After a couple minutes of “hand-tuning” I managed to find parameter values that closely match the overall 2AFC performance reported in Smith & Yu (2008), and a slightly different set that produce the higher performance in Yu & Smith (2011).
# Smith & Yu 2008 / Yu & Smith, 2011
sy = read.table("SmithYu2008-2x2-6w.txt", header=F)
source("models/model.R")
mp = model(c(.02, 2, .98), sy)
sum(mp$perf) # 3.48 words learned, but this is 6AFC
## [1] 3.482948
mp = model(c(.03, 2, .98), sy)
sum(mp$perf) # 3.95 words learned (6AFC)
## [1] 3.953954
mAFC_test <- function(mat, m) {
perf = rep(0, nrow(mat))
for(i in 1:nrow(mat)) {
# sample m-1 incorrect referents
alts = sample(setdiff(1:ncol(mat), i), m-1)
perf[i] = mat[i,i] / sum(mat[i,c(alts, i)])
}
return(perf)
}
mp = model(c(.0015, 2, .97), sy)
sum(mAFC_test(mp$matrix, 2)) # 3.57 words learned
## [1] 3.575718
mp = model(c(.003, 1, .97), sy)
sum(mAFC_test(mp$matrix, 2)) # 4.00 words learned
## [1] 3.998423
Let’s try the parameter sets they chose that were optimized in prior work.

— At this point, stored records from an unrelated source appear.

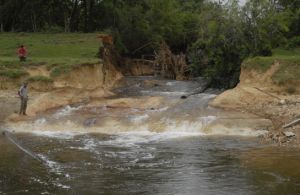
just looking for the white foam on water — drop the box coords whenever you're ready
[36,155,72,189]
[37,154,64,175]
[130,114,149,123]
[53,183,71,190]
[97,131,152,147]
[34,118,47,125]
[53,105,82,119]
[96,129,204,148]
[191,93,218,101]
[141,90,187,96]
[8,108,267,141]
[141,153,155,160]
[31,177,48,186]
[81,138,100,154]
[166,82,175,86]
[148,107,169,112]
[206,126,268,136]
[32,131,80,139]
[158,116,216,135]
[200,116,217,126]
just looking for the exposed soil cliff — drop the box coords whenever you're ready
[2,60,122,122]
[210,62,300,144]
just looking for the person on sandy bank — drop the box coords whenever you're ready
[17,45,28,62]
[18,82,28,115]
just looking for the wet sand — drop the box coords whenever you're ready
[0,90,19,125]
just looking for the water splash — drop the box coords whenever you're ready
[53,105,82,119]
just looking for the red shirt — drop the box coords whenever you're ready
[18,47,27,57]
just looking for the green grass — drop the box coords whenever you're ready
[272,60,300,85]
[50,64,73,77]
[243,57,275,73]
[0,33,102,78]
[0,69,28,79]
[242,48,300,86]
[26,75,53,83]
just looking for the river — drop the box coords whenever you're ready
[1,77,300,194]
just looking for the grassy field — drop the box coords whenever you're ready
[0,33,101,78]
[242,48,300,86]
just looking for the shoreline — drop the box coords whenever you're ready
[0,87,288,142]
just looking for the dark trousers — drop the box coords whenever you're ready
[20,97,28,115]
[19,56,26,62]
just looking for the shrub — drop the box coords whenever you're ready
[287,36,300,49]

We don’t find quite the same RMSE that they did for set B (I got 2.90, they got 2.05), and in fact found that set C achieves a better RMSE of 0.75.
# set B: they report RMSE=2.05 with parameter set B (optimized for 6-late condition)
mp = model(c(.2, .88, .96), sy)
sqrt(sum((sum(mAFC_test(mp$matrix, 2)) - c(3.5, 4))^2)) # 2.90 (with noise +.01)
## [1] 3.002922
# set C
mp = model(c(.001, 15, 1), sy)
sum(mAFC_test(mp$matrix, 2)) # 3.28 words
## [1] 3.278335
sqrt(sum((sum(mAFC_test(mp$matrix, 2)) - c(3.5, 4))^2))
## [1] 0.7542496
# set A
mp = model(c(0.347, 18.31, .995), sy)
sum(mAFC_test(mp$matrix, 2)) # 5.79 words
## [1] 5.941403
We systematically evaluate learning performance of the model over a small region of parameter space to get a better sense (as compared to hand-tuning) of the influence of the parameters.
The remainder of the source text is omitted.